Realizing a goal takes discipline. The thing is, your thoughts can be ever so fragile when you aren’t doing what you feel you really should be. Indulging in that piece of pie or watching that hour show instead of looking for a job can make you believe you lack commitment, you’re weak and nothing short of a failure. It’s so easy at times like these to heap on the negative, which can have the unfortunate impact of sending you right back to the fridge for more pie or watching television for the rest of the day because these are the things you’ve come to feel good about in the past. So why not give in and at least enjoy them guilt-free?
Even though this behaviour is counter-productive to your long-term goals, don’t beat yourself up unnecessarily. It’s not easy to stay 100% committed to the new discipline it takes to changing behaviour. Behaviour is after all a set of thoughts and actions you typically think and do. Altering those thoughts and altering what’s really your normal way of going about things isn’t something you are likely to succeed at just because you come to some decision – even a good one – overnight. Example: the infamous New Year’s resolutions people make and don’t follow through on year after year.
An athlete knows that to ultimately meet their goal of the best performance they are capable of giving, it’s going to take discipline and practice. When a big race is in their future, they plan for it month’s or years in advance in the case of the Olympics. Sports teams play exhibition games prior to the start of their seasons to appreciate what it’s going to take. Success doesn’t happen just because they put their mind to things; it takes discipline, effort, commitment and follow-through. Ask them if they have setbacks, days when they just don’t put in the effort and they’ll tell you those moments happen. Why? They’ll say they are human; and so are you.
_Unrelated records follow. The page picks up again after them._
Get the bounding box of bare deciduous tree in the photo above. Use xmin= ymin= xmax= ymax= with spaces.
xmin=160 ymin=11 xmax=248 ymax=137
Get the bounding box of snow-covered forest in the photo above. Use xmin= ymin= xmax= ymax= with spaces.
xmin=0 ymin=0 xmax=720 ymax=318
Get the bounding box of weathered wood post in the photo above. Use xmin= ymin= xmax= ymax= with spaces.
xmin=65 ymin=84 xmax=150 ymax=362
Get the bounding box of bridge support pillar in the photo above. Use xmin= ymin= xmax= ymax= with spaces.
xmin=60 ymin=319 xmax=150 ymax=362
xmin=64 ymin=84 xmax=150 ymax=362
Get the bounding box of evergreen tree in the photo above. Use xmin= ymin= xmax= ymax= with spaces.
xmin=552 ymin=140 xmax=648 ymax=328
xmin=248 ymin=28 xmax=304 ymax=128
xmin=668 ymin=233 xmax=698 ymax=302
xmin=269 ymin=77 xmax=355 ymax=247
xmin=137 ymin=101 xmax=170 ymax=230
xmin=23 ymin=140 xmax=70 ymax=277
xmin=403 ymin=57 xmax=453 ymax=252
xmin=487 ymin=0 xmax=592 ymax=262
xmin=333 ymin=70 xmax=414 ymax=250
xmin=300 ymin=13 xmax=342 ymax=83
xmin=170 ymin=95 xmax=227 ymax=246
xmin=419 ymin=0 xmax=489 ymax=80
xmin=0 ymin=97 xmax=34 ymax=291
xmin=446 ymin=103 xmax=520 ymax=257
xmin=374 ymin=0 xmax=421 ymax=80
Committing to a goal such as job searching is a positive thing. Expect there will be ups and downs, hopeful expectations and yes, some let-downs. You’ll have days where you feel good about what you’ve done, steps you’ve taken in the right direction, and you’ll experience moments of doubt, frustration and disappointment. These are no reasons for not getting going though; for not starting. After all, that end goal you have of gaining employment means a lot to you and how you see yourself.
Now depending how long you’ve been in your current routine, and how much or little that current routine mirrors the activities and time-management it’s going to take to find your next job, it can be a minor or major shift in your daily activities to be successful. So think about that. A complete alteration in how you’re spending your time is likely going to mean you’ll have more moments where you’ll want to revert to those past behaviours that you now see as counter-productive to achieving your new goal. If you’re already pretty disciplined with your time and doing some job searching daily, you’ll have fewer moments where you are distracted.
Self-sabotage isn’t really hard to understand when you see it as momentarily engaging in things you find preferable in a given moment. Discipline takes time to acquire. Give yourself credit for small steps in the right direction; just coming to the decision on what you want is one of them. If you falter – and you likely will – get on with it again. If it was important enough to you that you set this new goal, it’s likely just as important enough to you to keep going.